Shorter descriptions cost fewer tokens and are easier for agents to parse. Every sentence should earn its place.

Completeness4/5

Given the tool's complexity, does the description cover enough for an agent to succeed on first attempt?

Given 7 parameters and no output schema, the description covers key usage scenarios and workflows. It doesn't repeat schema details but adds essential behavioral context. Some minor gaps (e.g., what overview returns for models/spaces) are acceptable.

Complex tools with many parameters or behaviors need more documentation. Simple tools need less. This dimension scales expectations accordingly.

Parameters4/5

Does the description clarify parameter syntax, constraints, interactions, or defaults beyond what the schema provides?

Schema has 100% parameter description coverage, but the description adds workflow context for parameters like operations, config, and split, explaining their interplay and defaults (e.g., limit defaults to 5, offset defaults to 0).

Input schemas describe structure but not intent. Descriptions should explain non-obvious parameter relationships and valid value ranges.

Purpose5/5

Does the description clearly state what the tool does and how it differs from similar tools?

The description clearly states the tool retrieves details for one or more Hugging Face repos, auto-detects type, and differentiates from sibling tools like hub_repo_search by focusing on specific repo details rather than search.
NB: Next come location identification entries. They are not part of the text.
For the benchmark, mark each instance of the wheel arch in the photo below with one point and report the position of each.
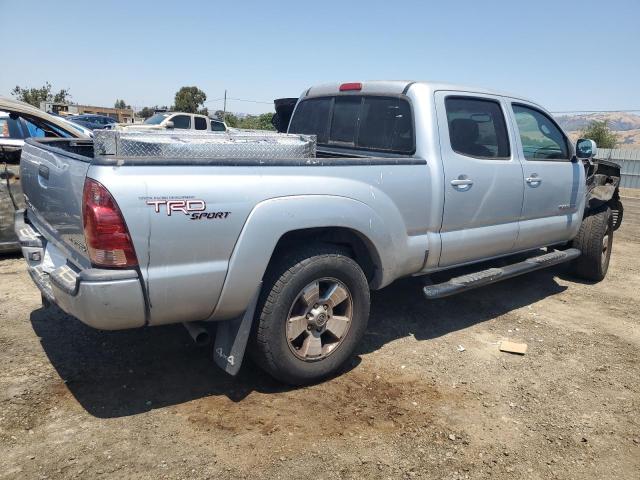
(280, 222)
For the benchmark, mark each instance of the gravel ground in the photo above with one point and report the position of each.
(80, 403)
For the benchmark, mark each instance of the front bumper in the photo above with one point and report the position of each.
(100, 298)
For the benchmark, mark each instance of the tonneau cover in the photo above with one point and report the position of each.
(235, 144)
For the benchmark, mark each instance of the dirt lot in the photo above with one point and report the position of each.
(76, 402)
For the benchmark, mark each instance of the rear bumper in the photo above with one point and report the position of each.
(104, 299)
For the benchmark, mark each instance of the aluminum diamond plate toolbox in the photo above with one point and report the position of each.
(203, 145)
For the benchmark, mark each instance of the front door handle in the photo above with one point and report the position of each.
(462, 183)
(43, 171)
(534, 179)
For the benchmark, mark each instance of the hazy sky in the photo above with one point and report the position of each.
(567, 55)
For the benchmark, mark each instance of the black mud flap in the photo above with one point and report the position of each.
(232, 337)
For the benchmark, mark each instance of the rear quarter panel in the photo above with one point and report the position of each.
(184, 261)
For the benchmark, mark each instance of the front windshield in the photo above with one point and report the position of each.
(156, 119)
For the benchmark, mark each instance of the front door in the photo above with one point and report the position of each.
(553, 184)
(483, 184)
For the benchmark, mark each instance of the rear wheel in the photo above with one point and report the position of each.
(595, 241)
(312, 313)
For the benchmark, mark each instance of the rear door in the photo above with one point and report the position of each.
(553, 184)
(482, 175)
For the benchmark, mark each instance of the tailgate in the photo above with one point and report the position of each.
(52, 174)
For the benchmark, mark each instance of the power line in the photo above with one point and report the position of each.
(238, 100)
(599, 111)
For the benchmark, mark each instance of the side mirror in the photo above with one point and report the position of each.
(586, 149)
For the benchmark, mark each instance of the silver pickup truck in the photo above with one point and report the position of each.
(409, 179)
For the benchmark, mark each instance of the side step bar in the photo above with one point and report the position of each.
(493, 275)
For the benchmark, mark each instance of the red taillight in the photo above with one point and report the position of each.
(105, 232)
(345, 87)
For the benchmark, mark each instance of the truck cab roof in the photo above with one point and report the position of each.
(396, 87)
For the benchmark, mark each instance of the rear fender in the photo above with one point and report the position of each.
(273, 218)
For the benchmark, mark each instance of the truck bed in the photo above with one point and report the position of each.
(206, 264)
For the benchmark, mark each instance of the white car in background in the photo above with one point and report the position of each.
(179, 120)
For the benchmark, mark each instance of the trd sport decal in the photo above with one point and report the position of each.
(194, 209)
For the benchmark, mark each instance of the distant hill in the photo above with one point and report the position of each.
(626, 126)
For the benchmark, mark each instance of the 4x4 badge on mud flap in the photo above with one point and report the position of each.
(194, 209)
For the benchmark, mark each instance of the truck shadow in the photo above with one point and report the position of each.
(116, 374)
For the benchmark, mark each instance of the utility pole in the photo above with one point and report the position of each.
(224, 110)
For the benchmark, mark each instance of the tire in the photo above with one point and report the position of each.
(45, 301)
(288, 292)
(595, 241)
Agents choose between tools based on descriptions. A clear purpose with a specific verb and resource helps agents select the right tool.

Usage Guidelines5/5

Does the description explain when to use this tool, when not to, or what alternatives exist?

Provides explicit guidance on when to use dataset_structure vs dataset_preview, and implies the default operation is overview. It sets a clear workflow for dataset operations, helping the agent choose the right approach.

Agents often have multiple tools that could apply. Explicit usage guidance like "use X instead of Y when Z" prevents misuse.